J5NEWSROOM.COM, Moutong – Puluhan warga Kota Palu menggelar aksi doa bersama untuk kesembuhan seorang anak perempuan berinisial R, 16 tahun, yang dirawat akibat kekerasan seksual oleh 11 pelaku yang telah ditetapkan sebagai tersangka oleh Polda Sulawesi Tengah. Doa bersama itu mereka gelar di pelataran Rumah Sakit Umum Daerah (RSUD) Undata di Palu, Minggu (4/6/2023) malam.
Kegiatan yang diinisiasi oleh Gerakan Perempuan Bersatu Sulawesi Tengah itu juga diwarnai penyalaan lilin dan penandatanganan dukungan keadilan bagi korban di selembar kain putih.
Melalui deklarasi yang dibacakan secara bersama-sama oleh perwakilan sembilan organisasi lembaga swadaya masyarakat (LSM) dan individu, Gerakan Perempuan Bersatu menyampaikan sejumlah desakan di antaranya agar negara memastikan perlindungan terhadap korban dan keluarganya. Aparat penegak hukum, menurut mereka, harus berpihak kepada korban dalam penanganan kasus perkosaan serta tidak melakukan diskriminasi terhadap korban dan keluarga korban.
“Masyarakat di Indonesia, khususnya di Sulawesi Tengah, media, akademisi, tokoh agama, masyarakat dan semua pihak diharapkan dapat bersolidaritas, memberikan dukungan untuk keadilan dan pemulihan kesehatan psikis terhadap korban tanpa stigma dan victim blaming terhadap korban dan keluarganya karena itu berdampak pada masa depan korban dan keluarganya,” imbau Gerakan Perempuan Bersatu dalam deklarasi itu.
Nur Safitri Lasibani dari Yayasan Sikola Mombine, kepada VOA mengungkapkan meskipun menjadi korban kekerasan seksual, masih terdapat informasi yang beredar di media sosial yang justru menyalahkan korban atas peristiwa itu.
“Kami melihat dari perspektif kami bahwa seorang anak tentunya dia tidak memberikan consent atau persetujuan.
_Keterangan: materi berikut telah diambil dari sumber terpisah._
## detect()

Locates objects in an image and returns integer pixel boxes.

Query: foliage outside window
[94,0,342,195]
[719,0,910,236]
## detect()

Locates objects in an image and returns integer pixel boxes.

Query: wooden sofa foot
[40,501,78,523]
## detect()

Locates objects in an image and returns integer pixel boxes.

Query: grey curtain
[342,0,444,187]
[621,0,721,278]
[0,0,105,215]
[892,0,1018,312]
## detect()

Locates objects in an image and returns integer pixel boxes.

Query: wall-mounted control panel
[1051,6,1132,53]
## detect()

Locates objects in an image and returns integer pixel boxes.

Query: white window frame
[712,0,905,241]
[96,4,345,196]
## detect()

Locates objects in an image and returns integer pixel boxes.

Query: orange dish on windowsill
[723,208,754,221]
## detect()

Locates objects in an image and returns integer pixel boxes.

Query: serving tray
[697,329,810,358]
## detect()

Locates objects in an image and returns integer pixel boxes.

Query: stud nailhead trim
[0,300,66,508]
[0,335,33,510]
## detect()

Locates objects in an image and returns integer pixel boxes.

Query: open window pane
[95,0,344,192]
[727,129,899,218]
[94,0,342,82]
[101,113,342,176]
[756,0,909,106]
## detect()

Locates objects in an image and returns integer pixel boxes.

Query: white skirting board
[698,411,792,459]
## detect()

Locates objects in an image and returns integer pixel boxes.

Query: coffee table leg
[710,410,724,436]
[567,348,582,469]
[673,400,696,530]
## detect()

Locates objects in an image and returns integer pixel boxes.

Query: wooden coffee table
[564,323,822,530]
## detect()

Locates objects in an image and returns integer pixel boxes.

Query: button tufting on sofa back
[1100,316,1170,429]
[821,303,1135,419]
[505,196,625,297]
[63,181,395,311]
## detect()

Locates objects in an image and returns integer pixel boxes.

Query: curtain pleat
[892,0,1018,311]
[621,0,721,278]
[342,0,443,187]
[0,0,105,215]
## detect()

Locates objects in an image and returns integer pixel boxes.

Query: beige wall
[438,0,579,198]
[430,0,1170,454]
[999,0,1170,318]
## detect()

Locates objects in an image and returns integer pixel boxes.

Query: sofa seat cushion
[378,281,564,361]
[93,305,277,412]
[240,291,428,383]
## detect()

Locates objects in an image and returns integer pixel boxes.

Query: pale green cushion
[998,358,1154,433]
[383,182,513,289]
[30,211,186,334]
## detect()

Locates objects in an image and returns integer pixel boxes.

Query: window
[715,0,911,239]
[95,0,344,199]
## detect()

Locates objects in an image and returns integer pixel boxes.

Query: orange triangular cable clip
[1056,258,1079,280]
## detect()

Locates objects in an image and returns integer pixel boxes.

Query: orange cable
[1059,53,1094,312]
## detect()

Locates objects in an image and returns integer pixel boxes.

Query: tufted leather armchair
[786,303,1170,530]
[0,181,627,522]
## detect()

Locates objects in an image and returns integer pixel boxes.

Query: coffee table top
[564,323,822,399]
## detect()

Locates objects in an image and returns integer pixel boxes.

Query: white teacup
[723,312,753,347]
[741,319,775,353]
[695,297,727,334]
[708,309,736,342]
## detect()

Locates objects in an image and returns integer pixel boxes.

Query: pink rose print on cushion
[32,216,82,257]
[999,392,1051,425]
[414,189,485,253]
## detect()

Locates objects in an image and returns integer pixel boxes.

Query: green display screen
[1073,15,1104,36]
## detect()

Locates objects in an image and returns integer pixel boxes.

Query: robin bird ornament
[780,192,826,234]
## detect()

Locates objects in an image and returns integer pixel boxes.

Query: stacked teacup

Dan ketika itu terjadi, artinya ada proses iming-iming dan juga bisa jadi ada intimidasi dari 11 orang pelaku, tersangka yang kini dalam proses hukum,” kata Nur Safitri di sela-sela kegiatan itu.
Direktur Rumah Sakit Umum Daerah Undata Palu, Herry Mulyadi, dalam pendapat pribadinya yang disampaikan dalam acara itu berharap upaya pengalihan isu dengan menyalahkan korban atas apa yang dialaminya tidak boleh dibiarkan.
“Jangan karena kemiskinan, karena ketidakmampuan, kebodohan dan sebagainya, wanita, kemudian umur, menjadikan lelaki menjadi predator,” kata Herry.
Dikatakannya, tim medis di rumah sakit itu akan memberikan pelayanan yang terbaik untuk pemulihan korban yang sedang dirawat di rumah sakit itu.
Wakil Ketua Lembaga Perlindungan Saksi dan Korban (LPSK), Livia Istania Iskandar mengatakan sangat penting dilakukan penguatan psikologis korban supaya dapat menjalani setiap proses peradilan pidana dengan baik, aman dan nyaman.
“Agar hal itu dapat terjadi, kita juga perlu adanya kerja sama dari rekan-rekan jurnalis untuk bisa menjaga soal kerahasiaan identitas adinda R ini secara holistik. Jadi, tetap inisial. Tapi jangan kemudian mengarahkan hal-hal yang kemudian bisa dicari identitasnya oleh pihak-pihak lain,” kata Livia yang berbicara melalui aplikasi zoom meeting.
Selain itu, menurut Livia, sangat penting untuk masyarakat menjadi bagian dari proses pemulihan, penguatan korban menjalani proses hukum yang tidak mudah ke depannya. Livia mengingatkan label atau stigma yang negatif bisa melemahkan semangat korban.